Our system uses 2 solar photovoltaic panels of 20volts and 18watts each. These are used to charge the batteries which in effect would make the diaphragm pump works. The solar charges batteries through the boost converter. The boost converter is integrated with Pic microcontroller and LCD, so data from sensors, such as flow rate, conductivity, battery voltage and its voltage percentage left can be viewed. The pump provides appropriate pressure to the membrane.

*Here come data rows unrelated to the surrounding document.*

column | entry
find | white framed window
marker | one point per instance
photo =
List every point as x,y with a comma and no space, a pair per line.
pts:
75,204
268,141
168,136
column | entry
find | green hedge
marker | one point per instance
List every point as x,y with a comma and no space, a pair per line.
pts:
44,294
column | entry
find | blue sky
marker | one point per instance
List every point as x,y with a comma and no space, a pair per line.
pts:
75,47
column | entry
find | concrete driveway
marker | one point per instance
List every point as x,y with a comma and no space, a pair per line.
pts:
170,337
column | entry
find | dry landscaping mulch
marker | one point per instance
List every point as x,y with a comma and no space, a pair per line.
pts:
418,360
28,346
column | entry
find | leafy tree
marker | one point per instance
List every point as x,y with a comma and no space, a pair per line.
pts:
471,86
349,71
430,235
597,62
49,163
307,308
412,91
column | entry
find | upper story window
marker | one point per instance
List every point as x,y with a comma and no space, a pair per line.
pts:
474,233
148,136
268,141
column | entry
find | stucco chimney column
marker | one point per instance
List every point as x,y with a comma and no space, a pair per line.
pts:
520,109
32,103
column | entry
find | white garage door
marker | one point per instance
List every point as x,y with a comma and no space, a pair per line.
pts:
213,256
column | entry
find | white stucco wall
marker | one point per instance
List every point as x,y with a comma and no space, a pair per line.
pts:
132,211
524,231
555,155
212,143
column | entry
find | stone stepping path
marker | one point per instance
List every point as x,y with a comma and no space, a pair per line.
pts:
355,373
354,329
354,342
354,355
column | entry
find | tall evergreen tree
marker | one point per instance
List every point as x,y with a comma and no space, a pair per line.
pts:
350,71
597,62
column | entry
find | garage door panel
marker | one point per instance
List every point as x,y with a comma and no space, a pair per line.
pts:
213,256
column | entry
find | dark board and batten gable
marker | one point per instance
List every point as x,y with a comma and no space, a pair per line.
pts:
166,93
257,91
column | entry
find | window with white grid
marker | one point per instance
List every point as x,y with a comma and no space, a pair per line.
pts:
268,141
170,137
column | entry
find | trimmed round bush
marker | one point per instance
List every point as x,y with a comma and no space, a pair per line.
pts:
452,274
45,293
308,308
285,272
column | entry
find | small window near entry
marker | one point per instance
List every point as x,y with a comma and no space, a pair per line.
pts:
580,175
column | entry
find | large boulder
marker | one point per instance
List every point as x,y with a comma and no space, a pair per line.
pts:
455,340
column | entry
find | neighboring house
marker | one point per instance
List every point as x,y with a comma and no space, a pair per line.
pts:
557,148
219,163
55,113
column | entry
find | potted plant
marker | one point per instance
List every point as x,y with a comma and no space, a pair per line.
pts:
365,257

The specifications of the Reverse Osmosis membrane are as following:
- Type: Thinfilm composite
- Rejection Rate: 98%
- Material: Polyamide
- Maximum Flow: 15.8l/hr
As the water comes out from the membrane it enters into post-treatment equipment which includes the following:
- Carbon Filter( Reduce Odor and Taste)
| Item Name | Type | No. of Units | Per Unit Cost (in Rs) | Total (in Rs) |
|---|---|---|---|---|
| Total in (Rs) | 44300 | |||
| RO Membrane | Equipment | 1 | 4000 | 4000 |
| Pre & Post Treatment Filters | Equipment | 1 | 11000 | 11000 |
| Batteries | Equipment | 2 | 2000 | 4000 |
| Diaphragm Pump | Equipment | 1 | 4500 | 4500 |
| Solar PV Panel | Equipment | 2 | 2500 | 5000 |
| Flow Sensor | Equipment | 1 | 600 | 600 |
| Low & High Pressure Switch | Equipment | 2 | 500 | 1000 |
| LCD | Equipment | 1 | 600 | 600 |
| PIC Microcontroller | Equipment | 1 | 600 | 600 |
| PCB Circuit Board & Components | Equipment | 1 | 3000 | 3000 |
| Miscellaneous | Miscellaneous | 10 | 1000 | 10000 |